Cabendo recurso desta decisão, que pode ser aceite pelo S.T.A., nos termos do artº 150 do CPTA, afigura-se-nos que a recorrente não pode pedir a reforma do Acórdão, antes deve recorrer do mesmo e alegar em sede de recurso as suas razões, por força do artº 669.2.b) CPC.
É que o denominado recurso excepcional para o STA não se confunde com o recurso extraordinário previsto no CPC. A diferença entre recursos ordinários e extraordinários é que os recursos ordinários pressupõem o não trânsito da decisão recorrida e os extraordinários pressupõem o seu trânsito (vide neste sentido, António Abrantes Geraldes, in Recursos em Processo Civil, Novo Regime, pág. 23). O recurso de revista para o STA é um recurso ordinário, pois se interposto tempestivamente, impede o trânsito em julgado do Acórdão recorrido. O facto do STA ser comedido na admissibilidade dos recursos, o facto destes recursos serem excepcionais, não confere ao TCA o poder de reformar os seus Acórdãos (a menos que o recurso não seja possível por força das regras das alçadas).

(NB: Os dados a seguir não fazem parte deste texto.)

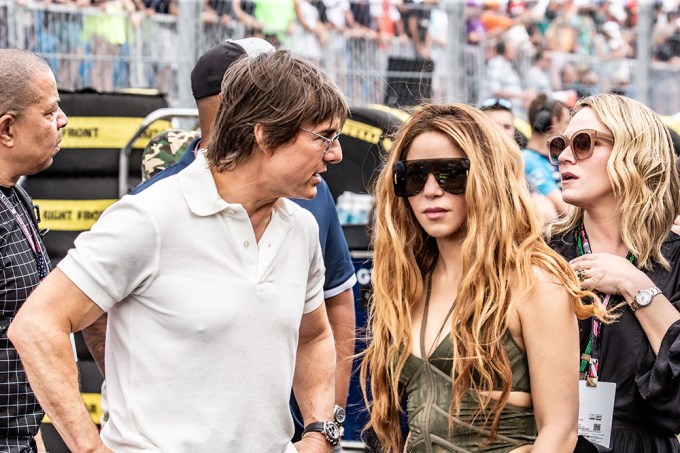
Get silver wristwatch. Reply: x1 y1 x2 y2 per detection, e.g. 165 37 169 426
333 404 347 437
630 286 661 313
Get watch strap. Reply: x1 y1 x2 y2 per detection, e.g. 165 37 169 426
629 286 662 313
302 421 340 446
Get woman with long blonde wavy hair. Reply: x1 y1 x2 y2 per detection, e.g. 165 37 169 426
548 94 680 453
361 104 602 453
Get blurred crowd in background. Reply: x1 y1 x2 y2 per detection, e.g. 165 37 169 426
0 0 680 117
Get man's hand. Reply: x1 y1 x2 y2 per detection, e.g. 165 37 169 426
294 433 333 453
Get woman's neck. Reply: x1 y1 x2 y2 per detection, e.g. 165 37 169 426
583 211 628 256
433 239 463 282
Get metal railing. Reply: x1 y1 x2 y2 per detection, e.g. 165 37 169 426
0 0 680 114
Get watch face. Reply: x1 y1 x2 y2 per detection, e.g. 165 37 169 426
635 290 652 307
324 422 340 445
333 406 347 424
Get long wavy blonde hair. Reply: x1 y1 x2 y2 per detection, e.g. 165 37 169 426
548 94 680 269
361 104 601 452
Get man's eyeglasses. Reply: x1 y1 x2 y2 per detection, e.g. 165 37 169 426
392 158 470 197
479 98 512 113
300 127 340 154
547 129 614 165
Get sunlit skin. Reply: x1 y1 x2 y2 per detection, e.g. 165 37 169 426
484 109 515 140
558 108 618 212
1 71 68 186
265 120 342 200
406 132 467 244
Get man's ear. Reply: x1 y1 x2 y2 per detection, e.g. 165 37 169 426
0 113 17 146
253 123 269 155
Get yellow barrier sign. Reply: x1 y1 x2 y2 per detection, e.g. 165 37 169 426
33 198 118 231
61 116 172 149
342 120 383 145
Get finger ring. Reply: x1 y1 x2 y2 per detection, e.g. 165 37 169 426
576 269 586 282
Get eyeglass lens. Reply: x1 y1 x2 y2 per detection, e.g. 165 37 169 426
548 132 593 164
394 158 470 197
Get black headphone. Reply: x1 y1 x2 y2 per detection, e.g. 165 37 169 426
531 98 555 134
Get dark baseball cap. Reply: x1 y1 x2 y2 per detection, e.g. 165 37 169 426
191 38 275 100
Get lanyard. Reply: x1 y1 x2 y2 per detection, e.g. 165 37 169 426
576 223 635 387
0 189 49 280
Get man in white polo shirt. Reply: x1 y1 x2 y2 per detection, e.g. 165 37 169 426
10 51 347 453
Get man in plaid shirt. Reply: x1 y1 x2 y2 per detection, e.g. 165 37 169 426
0 49 67 453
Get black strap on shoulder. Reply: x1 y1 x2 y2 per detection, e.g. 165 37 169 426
14 184 47 236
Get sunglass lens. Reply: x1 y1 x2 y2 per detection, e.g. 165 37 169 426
406 162 427 197
548 136 567 164
435 161 467 195
571 132 593 160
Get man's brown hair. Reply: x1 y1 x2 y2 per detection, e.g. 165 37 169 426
206 50 348 172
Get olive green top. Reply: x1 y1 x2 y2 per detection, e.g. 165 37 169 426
400 332 538 453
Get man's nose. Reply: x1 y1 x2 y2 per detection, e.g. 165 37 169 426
323 140 342 164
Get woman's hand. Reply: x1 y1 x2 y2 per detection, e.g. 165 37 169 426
569 253 654 303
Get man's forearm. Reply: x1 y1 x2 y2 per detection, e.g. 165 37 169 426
7 268 110 452
12 324 101 451
293 304 335 425
82 313 108 378
326 288 355 407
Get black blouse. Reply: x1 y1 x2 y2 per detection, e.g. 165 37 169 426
550 231 680 451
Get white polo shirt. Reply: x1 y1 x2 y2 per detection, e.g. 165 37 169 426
59 153 324 453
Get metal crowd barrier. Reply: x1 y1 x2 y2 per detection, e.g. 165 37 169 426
0 0 680 114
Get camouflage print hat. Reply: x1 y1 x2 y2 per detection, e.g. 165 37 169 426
142 130 200 181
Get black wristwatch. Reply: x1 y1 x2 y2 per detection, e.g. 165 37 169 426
333 404 347 426
302 422 340 447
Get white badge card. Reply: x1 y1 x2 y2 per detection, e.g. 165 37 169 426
578 381 616 448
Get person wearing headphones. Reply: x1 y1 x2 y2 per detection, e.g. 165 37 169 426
522 94 569 216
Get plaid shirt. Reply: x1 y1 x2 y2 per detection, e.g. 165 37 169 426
0 187 50 453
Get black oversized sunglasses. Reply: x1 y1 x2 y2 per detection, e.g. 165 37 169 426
547 129 614 165
392 157 470 197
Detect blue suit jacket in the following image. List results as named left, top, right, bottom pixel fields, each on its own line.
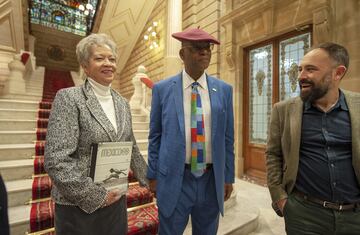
left=147, top=73, right=234, bottom=217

Mas, mesmos que se entendesse que se podia pedir a reforma do Acórdão proferido, sempre a sua pretensão teria de improceder.
É que, nos termos do artº 524.1. CPC, os documentos só podem ser juntos até ao encerramento da discussão, só se podendo juntar posteriormente juntar documentos cuja apresentação não tenha sido possível até àquele momento. O documento ora junto pela recorrente, em sede de pedido de reforma, não está manifestamente nesta situação, pelo que não pode ser considerado nem aceite para fundamentar a decisão.
Da análise dos documentos juntos aos autos até à prolacção do Acórdão, verifica-se que de facto há um lapso manifesto na fixação da matéria de facto na 1ª instância. O doc. de fls. 37 não especifica para que fim é o genérico, sendo omisso a este respeito.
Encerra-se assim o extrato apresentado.